D. S.: L’intégration se fera graduellement. En termes de réseau, les changements ne peuvent intervenir qu’au moment des changements d’horaire. Un premier changement pourrait donc se concrétiser avec l’horaire d’été, puis avec celui d’hiver, et ainsi de suite.

swissinfo: Swiss fixe certaines conditions. Elle souhaite en particulier protéger sa marque et garantir l’avenir de Zurich en tant que «hub». Pensez-vous qu’elle a une chance d’obtenir ces garanties?

D.S.: Lufthansa a jusqu’ici manifesté l’intention de garantir ces deux points. Pour l’instant, du moins, elle a tout intérêt à préserver l’indépendance de la marque, sinon elle va perdre les droits d’atterrissage en-dehors de l’Union européenne.

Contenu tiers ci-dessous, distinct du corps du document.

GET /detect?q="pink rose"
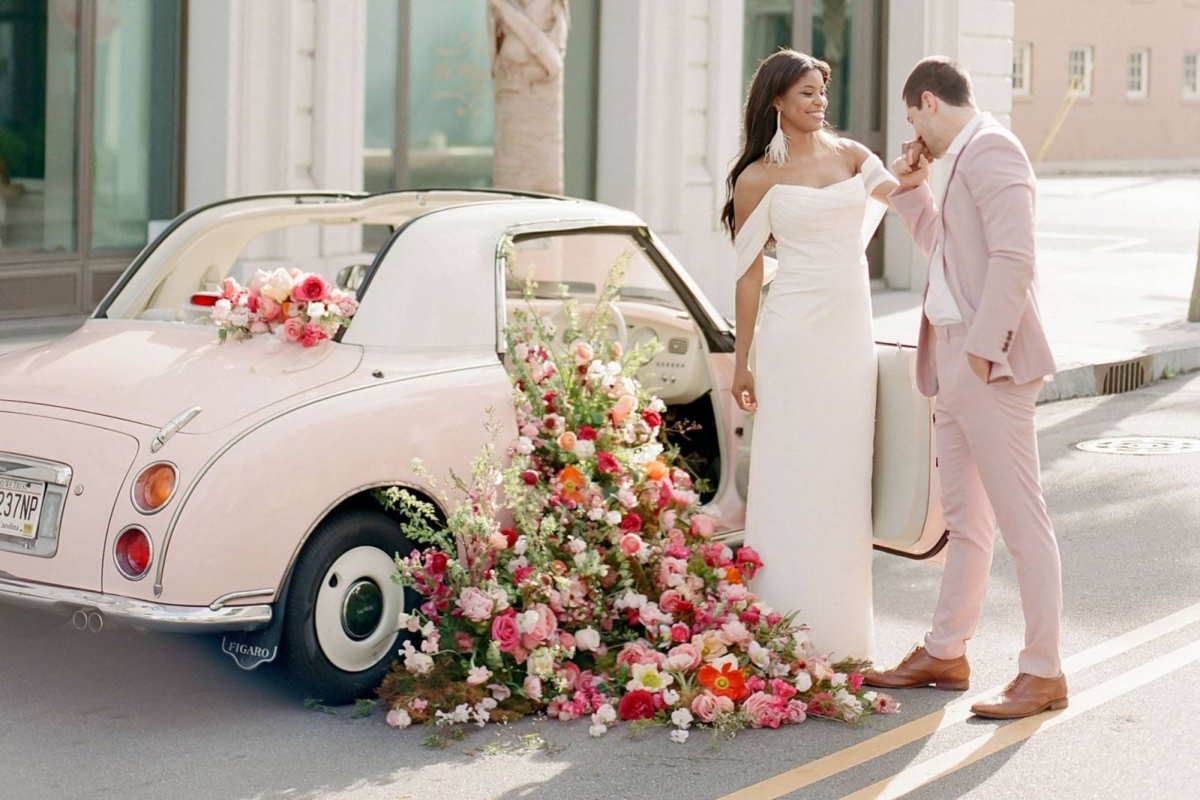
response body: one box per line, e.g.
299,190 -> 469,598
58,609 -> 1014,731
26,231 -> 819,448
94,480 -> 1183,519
220,277 -> 241,300
519,603 -> 558,649
456,586 -> 495,623
670,623 -> 691,643
282,318 -> 305,342
617,640 -> 665,668
258,296 -> 282,322
558,631 -> 576,650
736,545 -> 765,577
690,690 -> 735,723
666,643 -> 702,671
524,675 -> 544,701
610,394 -> 638,424
491,610 -> 521,653
596,452 -> 621,475
619,533 -> 643,557
719,619 -> 753,648
743,691 -> 786,729
690,514 -> 717,539
293,273 -> 331,303
301,324 -> 329,348
249,320 -> 270,334
334,294 -> 358,317
658,590 -> 685,614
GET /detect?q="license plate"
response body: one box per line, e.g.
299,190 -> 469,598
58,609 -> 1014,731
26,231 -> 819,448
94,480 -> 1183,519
0,477 -> 46,540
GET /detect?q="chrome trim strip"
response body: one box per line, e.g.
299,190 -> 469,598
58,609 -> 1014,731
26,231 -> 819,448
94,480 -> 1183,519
153,361 -> 490,595
0,453 -> 73,487
0,574 -> 271,632
129,461 -> 179,515
151,406 -> 202,453
209,588 -> 275,610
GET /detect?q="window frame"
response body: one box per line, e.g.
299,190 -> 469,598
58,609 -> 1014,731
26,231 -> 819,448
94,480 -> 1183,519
1184,51 -> 1200,100
1126,47 -> 1150,100
1012,41 -> 1032,97
1068,45 -> 1093,98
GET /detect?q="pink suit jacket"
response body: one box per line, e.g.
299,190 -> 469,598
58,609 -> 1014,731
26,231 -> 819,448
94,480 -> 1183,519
888,119 -> 1056,397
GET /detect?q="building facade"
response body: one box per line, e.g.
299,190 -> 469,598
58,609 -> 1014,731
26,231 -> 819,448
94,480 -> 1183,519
1010,0 -> 1200,170
1,0 -> 1019,328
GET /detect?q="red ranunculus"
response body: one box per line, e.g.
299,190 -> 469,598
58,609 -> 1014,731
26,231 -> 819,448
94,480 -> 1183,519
736,545 -> 764,577
502,527 -> 519,548
596,452 -> 620,475
521,470 -> 539,486
641,410 -> 663,429
513,565 -> 535,584
740,606 -> 761,627
618,689 -> 657,721
620,512 -> 643,534
577,426 -> 598,441
427,552 -> 449,575
542,391 -> 557,413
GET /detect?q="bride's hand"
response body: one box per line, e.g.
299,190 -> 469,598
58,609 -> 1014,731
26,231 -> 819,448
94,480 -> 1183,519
893,145 -> 931,190
732,365 -> 758,412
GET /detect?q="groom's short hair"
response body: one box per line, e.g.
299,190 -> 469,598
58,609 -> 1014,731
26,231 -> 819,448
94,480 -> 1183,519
903,57 -> 975,108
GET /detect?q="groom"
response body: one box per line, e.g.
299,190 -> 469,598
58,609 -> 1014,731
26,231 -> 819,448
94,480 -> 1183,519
864,57 -> 1067,719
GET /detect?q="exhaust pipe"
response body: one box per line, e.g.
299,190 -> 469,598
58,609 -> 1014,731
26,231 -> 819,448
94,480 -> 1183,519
71,610 -> 105,633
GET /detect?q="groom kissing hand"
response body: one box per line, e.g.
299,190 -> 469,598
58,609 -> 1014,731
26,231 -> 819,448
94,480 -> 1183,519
865,57 -> 1067,721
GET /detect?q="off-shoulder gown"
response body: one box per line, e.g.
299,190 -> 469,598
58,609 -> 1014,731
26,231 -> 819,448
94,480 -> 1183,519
735,154 -> 891,662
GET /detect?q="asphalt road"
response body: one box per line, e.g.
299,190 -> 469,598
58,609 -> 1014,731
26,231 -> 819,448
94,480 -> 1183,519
2,373 -> 1200,800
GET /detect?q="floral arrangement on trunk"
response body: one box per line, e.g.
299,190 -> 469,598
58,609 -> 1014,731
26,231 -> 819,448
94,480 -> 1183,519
209,268 -> 358,346
375,249 -> 897,742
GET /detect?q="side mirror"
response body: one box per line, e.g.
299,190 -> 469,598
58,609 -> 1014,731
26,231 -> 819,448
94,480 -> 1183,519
337,264 -> 369,292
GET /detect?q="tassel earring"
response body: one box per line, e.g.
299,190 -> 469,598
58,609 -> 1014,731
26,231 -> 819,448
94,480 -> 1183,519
765,109 -> 789,166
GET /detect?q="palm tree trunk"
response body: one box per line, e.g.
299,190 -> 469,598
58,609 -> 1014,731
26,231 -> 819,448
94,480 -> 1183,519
487,0 -> 569,194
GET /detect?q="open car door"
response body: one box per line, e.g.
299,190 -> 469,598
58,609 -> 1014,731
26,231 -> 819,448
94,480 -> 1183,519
871,341 -> 947,561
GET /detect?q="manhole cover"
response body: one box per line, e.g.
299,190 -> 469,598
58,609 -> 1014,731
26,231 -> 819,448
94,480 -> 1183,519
1076,436 -> 1200,455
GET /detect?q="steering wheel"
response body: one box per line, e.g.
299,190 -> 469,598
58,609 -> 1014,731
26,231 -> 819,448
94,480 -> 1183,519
548,301 -> 628,353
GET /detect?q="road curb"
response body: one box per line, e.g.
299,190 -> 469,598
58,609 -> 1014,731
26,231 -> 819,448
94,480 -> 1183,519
1039,344 -> 1200,404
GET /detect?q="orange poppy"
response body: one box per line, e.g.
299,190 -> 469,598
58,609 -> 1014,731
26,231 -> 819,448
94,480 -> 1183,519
646,459 -> 669,481
698,662 -> 748,701
557,465 -> 586,504
724,566 -> 744,585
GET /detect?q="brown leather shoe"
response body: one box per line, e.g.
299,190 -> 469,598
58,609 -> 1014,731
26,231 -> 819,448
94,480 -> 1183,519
970,673 -> 1069,719
862,645 -> 971,691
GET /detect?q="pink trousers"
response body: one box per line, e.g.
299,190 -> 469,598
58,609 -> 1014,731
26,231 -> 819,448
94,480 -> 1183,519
923,324 -> 1064,678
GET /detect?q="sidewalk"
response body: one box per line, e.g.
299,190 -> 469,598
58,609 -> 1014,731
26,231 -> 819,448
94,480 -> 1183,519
872,173 -> 1200,403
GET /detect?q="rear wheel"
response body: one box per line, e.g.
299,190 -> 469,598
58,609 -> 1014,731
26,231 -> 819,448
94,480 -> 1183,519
281,507 -> 416,705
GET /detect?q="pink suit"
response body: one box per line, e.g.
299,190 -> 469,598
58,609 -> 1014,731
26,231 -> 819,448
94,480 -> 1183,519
889,119 -> 1064,679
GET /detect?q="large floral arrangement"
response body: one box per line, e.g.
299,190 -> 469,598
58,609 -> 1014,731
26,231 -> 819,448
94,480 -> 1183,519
375,252 -> 896,742
209,268 -> 358,347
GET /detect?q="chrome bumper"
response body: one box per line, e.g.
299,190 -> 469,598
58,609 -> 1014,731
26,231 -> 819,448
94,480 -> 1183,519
0,574 -> 273,632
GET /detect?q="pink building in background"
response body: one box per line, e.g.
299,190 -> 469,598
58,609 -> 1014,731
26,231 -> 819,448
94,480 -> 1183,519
1010,0 -> 1200,169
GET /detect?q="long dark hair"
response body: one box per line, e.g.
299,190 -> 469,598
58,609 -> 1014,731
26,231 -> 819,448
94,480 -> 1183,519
721,50 -> 835,240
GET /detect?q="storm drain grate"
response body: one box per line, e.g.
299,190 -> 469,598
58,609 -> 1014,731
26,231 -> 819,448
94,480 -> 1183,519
1094,357 -> 1151,395
1076,436 -> 1200,455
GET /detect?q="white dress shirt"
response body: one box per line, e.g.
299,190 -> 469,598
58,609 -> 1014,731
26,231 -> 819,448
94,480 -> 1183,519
924,111 -> 992,327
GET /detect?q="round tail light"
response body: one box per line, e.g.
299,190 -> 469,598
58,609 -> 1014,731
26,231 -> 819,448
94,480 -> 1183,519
132,462 -> 177,513
114,527 -> 153,580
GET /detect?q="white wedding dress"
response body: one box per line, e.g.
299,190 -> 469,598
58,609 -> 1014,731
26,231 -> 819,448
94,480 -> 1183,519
735,154 -> 891,662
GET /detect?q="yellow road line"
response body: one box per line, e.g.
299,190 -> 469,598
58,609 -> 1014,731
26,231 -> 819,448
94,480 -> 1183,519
841,638 -> 1200,799
721,601 -> 1200,800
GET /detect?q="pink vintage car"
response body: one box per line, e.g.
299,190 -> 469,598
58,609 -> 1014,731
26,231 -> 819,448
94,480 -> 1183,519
0,190 -> 945,703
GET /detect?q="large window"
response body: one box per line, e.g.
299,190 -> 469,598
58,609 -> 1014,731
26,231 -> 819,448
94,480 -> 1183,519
364,0 -> 598,201
1068,46 -> 1093,97
0,0 -> 183,320
1012,42 -> 1032,97
1126,48 -> 1149,100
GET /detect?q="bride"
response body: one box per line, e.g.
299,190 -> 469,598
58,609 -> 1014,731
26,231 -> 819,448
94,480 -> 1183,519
722,50 -> 897,661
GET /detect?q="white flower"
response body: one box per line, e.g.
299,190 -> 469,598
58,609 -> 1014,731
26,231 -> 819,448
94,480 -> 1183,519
306,301 -> 327,319
662,688 -> 680,707
480,697 -> 498,710
400,641 -> 433,676
527,648 -> 556,678
836,689 -> 864,721
626,663 -> 674,693
595,703 -> 617,725
385,709 -> 412,729
794,671 -> 813,692
506,555 -> 529,574
516,436 -> 534,455
605,510 -> 623,526
617,489 -> 638,509
574,628 -> 602,652
396,612 -> 420,633
748,641 -> 771,671
513,537 -> 528,556
671,709 -> 694,730
573,552 -> 588,566
573,440 -> 596,458
587,507 -> 605,521
567,537 -> 587,555
516,610 -> 541,635
260,269 -> 295,303
648,397 -> 666,412
467,666 -> 492,685
589,724 -> 607,737
670,730 -> 690,744
832,672 -> 848,688
514,343 -> 530,361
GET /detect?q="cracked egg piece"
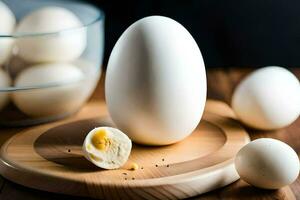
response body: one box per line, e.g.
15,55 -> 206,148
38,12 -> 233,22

Quoiqu’il en soit, je ne pense pas que Swiss peut espérer plus de garanties à long terme que celles obtenues par KLM face à Air France – soit une promesse que le «hub» d’Amsterdam-Schipol garderait sa position régionale et KLM son identité propre pour quatre ou cinq ans environ. Ce n’est pas possible de donner des garanties à plus long terme que cela.

L’avenir est aussi passablement incertain pour le réseau régional de Swiss, étant donné que Lufthansa en a déjà un. Il est clair que, tôt ou tard, il n’y aura plus de place pour ces deux réseaux.

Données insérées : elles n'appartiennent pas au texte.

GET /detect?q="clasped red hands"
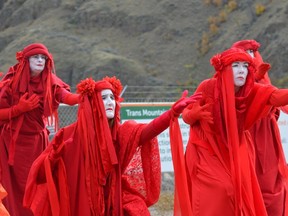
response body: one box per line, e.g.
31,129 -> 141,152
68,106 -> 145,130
16,92 -> 40,113
189,101 -> 213,124
172,90 -> 202,115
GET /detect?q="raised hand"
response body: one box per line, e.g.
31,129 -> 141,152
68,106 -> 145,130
15,92 -> 40,113
255,62 -> 271,81
187,101 -> 213,124
172,90 -> 202,115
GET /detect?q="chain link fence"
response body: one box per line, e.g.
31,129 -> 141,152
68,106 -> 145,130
48,85 -> 197,139
47,104 -> 78,140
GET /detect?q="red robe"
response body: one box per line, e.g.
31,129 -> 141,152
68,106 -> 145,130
182,78 -> 287,216
23,120 -> 161,216
0,71 -> 71,216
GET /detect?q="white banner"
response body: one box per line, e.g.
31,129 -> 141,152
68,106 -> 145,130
278,111 -> 288,160
121,103 -> 288,172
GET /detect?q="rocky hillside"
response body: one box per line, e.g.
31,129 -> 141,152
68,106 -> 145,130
0,0 -> 287,97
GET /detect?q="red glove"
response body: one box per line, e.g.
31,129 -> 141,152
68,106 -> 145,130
14,92 -> 39,114
139,91 -> 202,144
182,101 -> 213,125
172,90 -> 202,116
0,92 -> 39,120
255,62 -> 271,81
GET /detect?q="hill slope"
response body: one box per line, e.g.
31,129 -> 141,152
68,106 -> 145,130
0,0 -> 287,96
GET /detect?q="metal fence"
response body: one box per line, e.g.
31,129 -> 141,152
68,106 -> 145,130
47,104 -> 78,140
48,85 -> 197,139
121,85 -> 197,102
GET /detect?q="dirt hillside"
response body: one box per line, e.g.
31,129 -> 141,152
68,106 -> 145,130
0,0 -> 287,96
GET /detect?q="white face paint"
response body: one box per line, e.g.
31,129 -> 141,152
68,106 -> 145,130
29,54 -> 47,77
246,49 -> 255,58
101,89 -> 116,119
232,61 -> 249,91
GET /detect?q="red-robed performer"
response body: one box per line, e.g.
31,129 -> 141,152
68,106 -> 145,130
23,76 -> 201,216
232,39 -> 288,216
171,47 -> 288,216
0,43 -> 79,216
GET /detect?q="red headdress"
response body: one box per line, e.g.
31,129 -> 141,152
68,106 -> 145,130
231,40 -> 271,84
76,76 -> 122,214
231,39 -> 264,66
232,40 -> 260,52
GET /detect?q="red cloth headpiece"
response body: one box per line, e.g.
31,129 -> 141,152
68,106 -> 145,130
231,40 -> 270,84
231,40 -> 263,64
16,43 -> 52,61
231,40 -> 260,52
211,47 -> 254,72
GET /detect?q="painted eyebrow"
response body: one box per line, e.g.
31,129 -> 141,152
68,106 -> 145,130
101,93 -> 114,97
232,61 -> 248,64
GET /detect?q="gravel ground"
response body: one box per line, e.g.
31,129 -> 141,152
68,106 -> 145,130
148,190 -> 174,216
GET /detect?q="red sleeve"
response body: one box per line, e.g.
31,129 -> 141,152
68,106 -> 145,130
55,87 -> 79,105
269,89 -> 288,107
139,110 -> 171,145
62,91 -> 80,105
0,106 -> 18,120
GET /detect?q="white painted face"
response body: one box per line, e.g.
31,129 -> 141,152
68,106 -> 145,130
29,54 -> 47,77
101,89 -> 116,119
246,49 -> 255,58
232,61 -> 249,91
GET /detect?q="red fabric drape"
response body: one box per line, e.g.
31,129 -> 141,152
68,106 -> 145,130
169,114 -> 192,216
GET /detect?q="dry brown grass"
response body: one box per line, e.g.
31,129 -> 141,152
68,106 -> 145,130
149,191 -> 174,216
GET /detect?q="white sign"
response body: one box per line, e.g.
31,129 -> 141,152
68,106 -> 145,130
121,103 -> 288,173
278,111 -> 288,160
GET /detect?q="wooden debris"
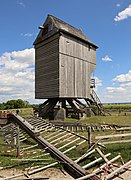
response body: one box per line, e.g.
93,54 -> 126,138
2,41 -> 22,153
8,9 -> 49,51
107,160 -> 131,179
93,154 -> 121,173
3,115 -> 130,180
95,147 -> 109,162
28,162 -> 58,175
11,158 -> 51,161
88,126 -> 92,148
75,149 -> 96,163
103,139 -> 131,145
116,127 -> 131,131
82,153 -> 111,169
95,133 -> 131,140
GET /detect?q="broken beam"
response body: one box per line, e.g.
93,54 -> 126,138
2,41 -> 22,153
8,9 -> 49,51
8,114 -> 88,179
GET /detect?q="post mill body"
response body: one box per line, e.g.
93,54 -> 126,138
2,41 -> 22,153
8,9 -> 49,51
34,15 -> 98,119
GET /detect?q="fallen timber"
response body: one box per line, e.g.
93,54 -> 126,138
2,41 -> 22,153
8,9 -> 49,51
7,113 -> 99,179
106,160 -> 131,179
1,114 -> 130,179
50,122 -> 119,132
95,132 -> 131,145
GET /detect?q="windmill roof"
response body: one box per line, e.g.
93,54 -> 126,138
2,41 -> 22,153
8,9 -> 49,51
34,14 -> 98,48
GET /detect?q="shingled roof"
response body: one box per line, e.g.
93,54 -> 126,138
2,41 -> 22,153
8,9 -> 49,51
34,14 -> 98,48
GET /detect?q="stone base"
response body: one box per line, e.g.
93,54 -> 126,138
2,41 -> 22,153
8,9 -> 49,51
54,108 -> 66,120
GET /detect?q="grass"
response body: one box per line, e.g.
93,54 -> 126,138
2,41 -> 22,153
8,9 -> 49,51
104,103 -> 131,109
8,108 -> 34,117
105,143 -> 131,163
51,115 -> 131,126
80,115 -> 131,125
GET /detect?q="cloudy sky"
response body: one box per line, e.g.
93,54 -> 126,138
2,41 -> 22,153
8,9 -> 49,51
0,0 -> 131,104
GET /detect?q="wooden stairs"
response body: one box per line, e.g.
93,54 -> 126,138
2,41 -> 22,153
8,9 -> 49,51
85,89 -> 111,116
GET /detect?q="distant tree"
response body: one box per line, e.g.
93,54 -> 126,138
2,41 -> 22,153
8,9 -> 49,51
24,100 -> 30,108
14,99 -> 26,108
0,99 -> 32,110
5,99 -> 30,109
6,100 -> 16,109
0,103 -> 6,110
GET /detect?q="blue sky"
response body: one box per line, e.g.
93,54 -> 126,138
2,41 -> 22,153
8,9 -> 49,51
0,0 -> 131,103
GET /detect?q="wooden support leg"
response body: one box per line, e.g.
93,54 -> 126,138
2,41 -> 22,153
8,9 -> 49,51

swissinfo: Qu’en est-il des emplois au sein de Swiss?

D.S.: Le plan de restructuration annoncé devra se mettre en place et il aura les conséquences attendues. Certains postes seront très probablement déplacés au siège de Lufthansa en Allemagne. Certains employés devront quitter Zurich ou Bâle pour Francfort.

swissinfo: Swiss a-t-elle encore des alternatives?Pourrait-elle par exemple tenter de rejoindre une autre alliance en tant qu’acteur indépendant?

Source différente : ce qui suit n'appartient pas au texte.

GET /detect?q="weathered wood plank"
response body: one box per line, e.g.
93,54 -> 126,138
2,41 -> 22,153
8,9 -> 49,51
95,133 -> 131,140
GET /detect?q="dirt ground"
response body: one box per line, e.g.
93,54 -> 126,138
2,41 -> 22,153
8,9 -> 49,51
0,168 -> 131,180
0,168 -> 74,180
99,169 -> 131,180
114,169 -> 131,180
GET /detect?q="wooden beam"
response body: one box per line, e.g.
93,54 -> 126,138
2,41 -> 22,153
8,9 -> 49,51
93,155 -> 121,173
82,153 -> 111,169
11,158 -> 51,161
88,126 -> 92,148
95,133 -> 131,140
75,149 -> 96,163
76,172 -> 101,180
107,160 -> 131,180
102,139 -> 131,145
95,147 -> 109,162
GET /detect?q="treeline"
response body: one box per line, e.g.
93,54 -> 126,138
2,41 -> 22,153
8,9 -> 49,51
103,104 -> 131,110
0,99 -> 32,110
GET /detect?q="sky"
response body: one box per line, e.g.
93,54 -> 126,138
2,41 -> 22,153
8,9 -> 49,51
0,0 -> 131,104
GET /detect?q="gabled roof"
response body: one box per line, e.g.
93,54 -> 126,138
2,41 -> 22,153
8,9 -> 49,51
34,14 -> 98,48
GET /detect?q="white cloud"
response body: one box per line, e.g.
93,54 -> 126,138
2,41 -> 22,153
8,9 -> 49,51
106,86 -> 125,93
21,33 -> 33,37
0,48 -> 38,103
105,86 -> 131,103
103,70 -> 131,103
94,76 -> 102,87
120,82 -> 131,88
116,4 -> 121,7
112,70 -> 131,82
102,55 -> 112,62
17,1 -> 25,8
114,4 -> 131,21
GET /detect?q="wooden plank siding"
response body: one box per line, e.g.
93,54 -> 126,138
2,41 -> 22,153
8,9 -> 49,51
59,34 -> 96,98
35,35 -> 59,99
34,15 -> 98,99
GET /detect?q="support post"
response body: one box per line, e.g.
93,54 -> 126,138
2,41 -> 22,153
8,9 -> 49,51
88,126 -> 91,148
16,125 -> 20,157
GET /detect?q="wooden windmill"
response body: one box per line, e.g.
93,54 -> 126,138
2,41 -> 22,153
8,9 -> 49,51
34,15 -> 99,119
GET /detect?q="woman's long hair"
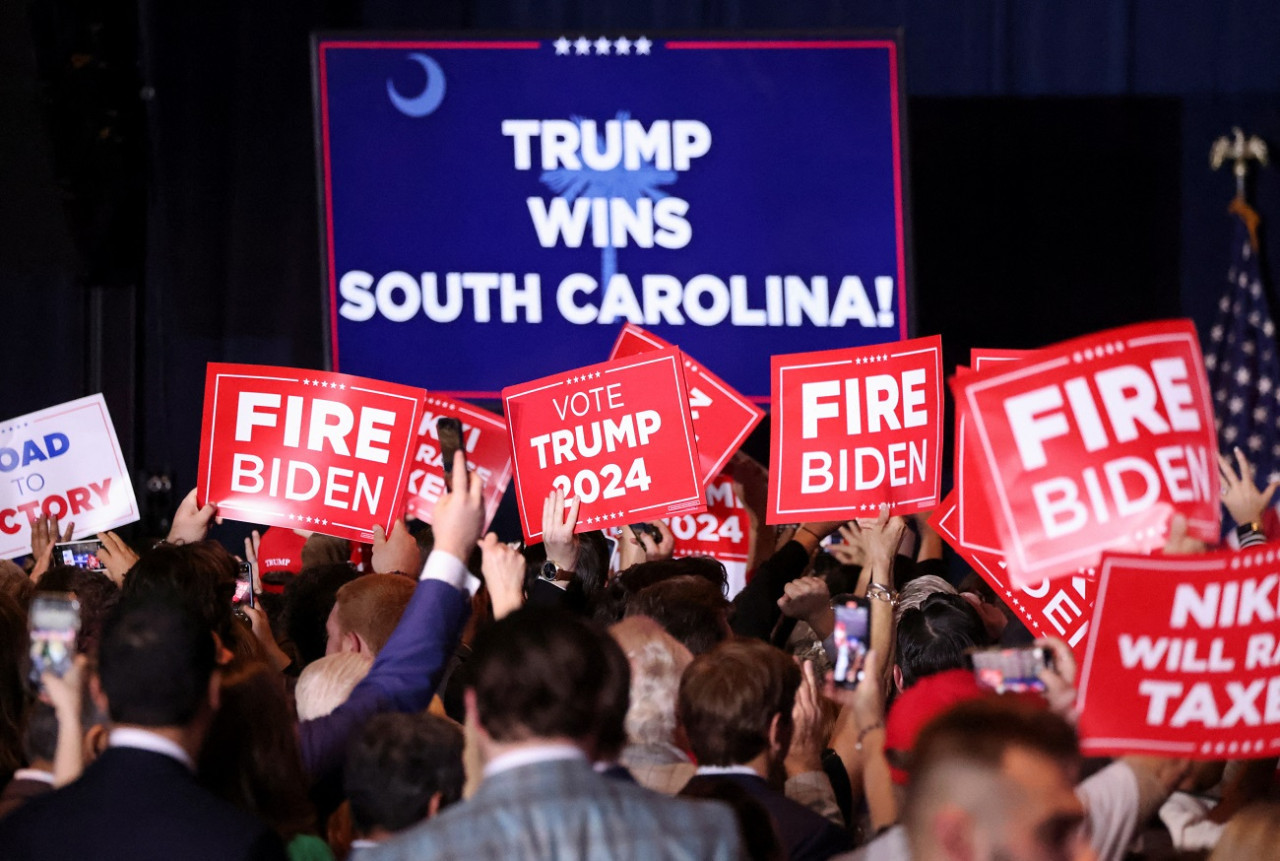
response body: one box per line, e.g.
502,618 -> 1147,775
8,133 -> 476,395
198,659 -> 317,843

D.S.: Je pense qu’elle n’a plus vraiment d’autres options. Elle a essayé de s’allier à British Airways et Oneworld. De toute évidence, aucun accord n’a pu être trouvé.

Quant à Air France et SkyTeam, ils n’ont pas besoin de Swiss comme partenaire. Lufthansa et Star Alliance étaient donc l’unique possibilité qui s’offrait à Swiss, à court terme du moins.

Interview swissinfo: Chris Lewis
(Traduction: Pierre-François Besson et Alexandra Richard)

Star Alliance réunit 16 compagnies aériennes, dont Lufthansa, Austrian, SAS, LOT, Spanair et TAP Portugal.
L’alliance Oneworld réunit 8 compagnies, dont British Airways, Finnair, Iberia et Aer Lingus.
L’alliance SkyTeam réunit 9 compagnies, dont Air France/KLM, Alitalia et Czech Airlines.